LU因数分解のアルゴリズム

アルゴリズムの詳細と証明を書きたいです。
In each iteration of the Doolittle algorithm, elements below the main diagonal in one of A's columns are eliminated. The result is an upper triangular matrix U, and the complexity is (2/3)n**3 (yet to be verified).
An atomic matrix is one in which all off-diagonal entries are zero except for those in a single column. In each step of the algorithm, the output of the previous iteration is multiplied by an atomic lower triangular matrix L.
A(n) = L(n)A(n-1),where A(0) = A
If A is an NxN matrix, the N-1st iteration will eliminate the N-2nd column's sub-diagonal entries.

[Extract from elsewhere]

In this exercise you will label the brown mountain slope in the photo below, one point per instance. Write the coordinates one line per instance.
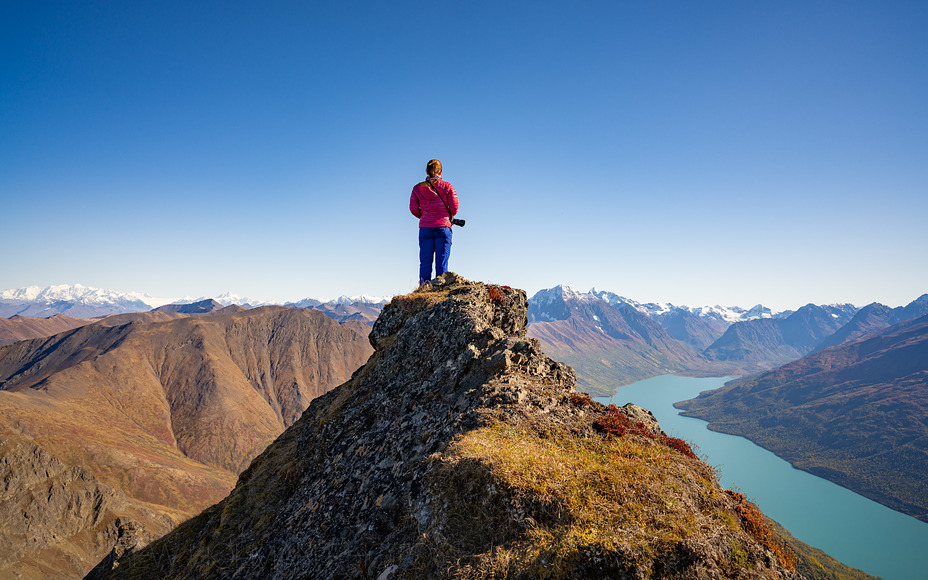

As the N-1st column has no entries below the diagonal, A(N-1) = U.
A(1) = L(1)A => A = L(1)**(-1)A(1)
. . .
A(N-1) = L(N-1)L(N-2)...L(1)A
A = L(1)**(-1)L(2)**(-1)...L(N-1)**(-1)A(N-1)
If we can show that L(1)**(-1)...L(N-1)**(-1) is lower triangular, where L(i)**(-1) is the inverse of L(i), we have found an LU factorization for A. In fact, since the product of lower triangular matrices is lower triangular, and the inverse of a lower triangular matrix is lower triangular, the above product is a lower triangular matrix. Proofs will be given later.
We now need to determine the L(i) value at each iteration of the algorithm, and we then need to obtain its inverse. We want L(i) to be an atomic matrix, so only one column will contain non-zero entries off its diagonal. As we will multiply it from the left side, in the column with non-zero entries, we need only have such entries below the diagonal, as we want the entries in rows below the diagonal of the product to be zero. Considering how to do this via Gaussian elimination, we could multiply the row of the matrix containing the diagonal for the column in question (nth row, if the nth column) by (-a(in)/a(nn)) and add it to the row in question (ith row here). This would zero out the element in the ith row and nth column. We can effect this by creating a matrix L with 1s on the diagonal and (-a(in)/a(nn)) in the ith row below the diagonal in the nth column, where n+1 is the iteration number. The diagonal element of L(1) will be multiplied by a(in) and the multiplier will be multiplied by a(nn). Thus the element a(in) in the n+1st iteration's output matrix will be 0. e.g.
A is:
1 2 3
4 5 6
7 8 9
Then L1 is
1 0 0

4 1 0
7 0 1

Proceeding in this way for each iteration, we can eliminate all elements below the diagonal and arrive at an upper triangular matrix A(N-1). It seems that the cost of matrix multiplication should be O(n**3). Thus, I am not sure why the complexity of the entire algorithm is not O(n**4), as the multiplication occurs O(n) times.
Thus, we obtain A(N-1)=L(N-1)L(N-2)...L(1)A
To obtain the L matrix in LU, we need L(1)**(-1)L(2)**(-1)...L(N-1)**(-1). Note that, if the product of any two lower triangular matrices is a lower triangular matrix, we can easily show by induction that the product of N-1 such matrices is lower triangular. Thus, as long as each matrix inverse above is lower triangular (which has been shown), we will have the lower triangular matrix L desired.
Each L**(-1) inverse can be obtained via one of several methods for inverting a matrix. A simple way is simply to solve LL**(-1) = I for the elements of L**(-1). Another method is Gauss-Jordan elimination, which follows the process:
[LI] => L**(-1)[LI]=>[IL**(-1)]
Once the individual L(i)**(-1) are obtained, we simply find their product and are finished.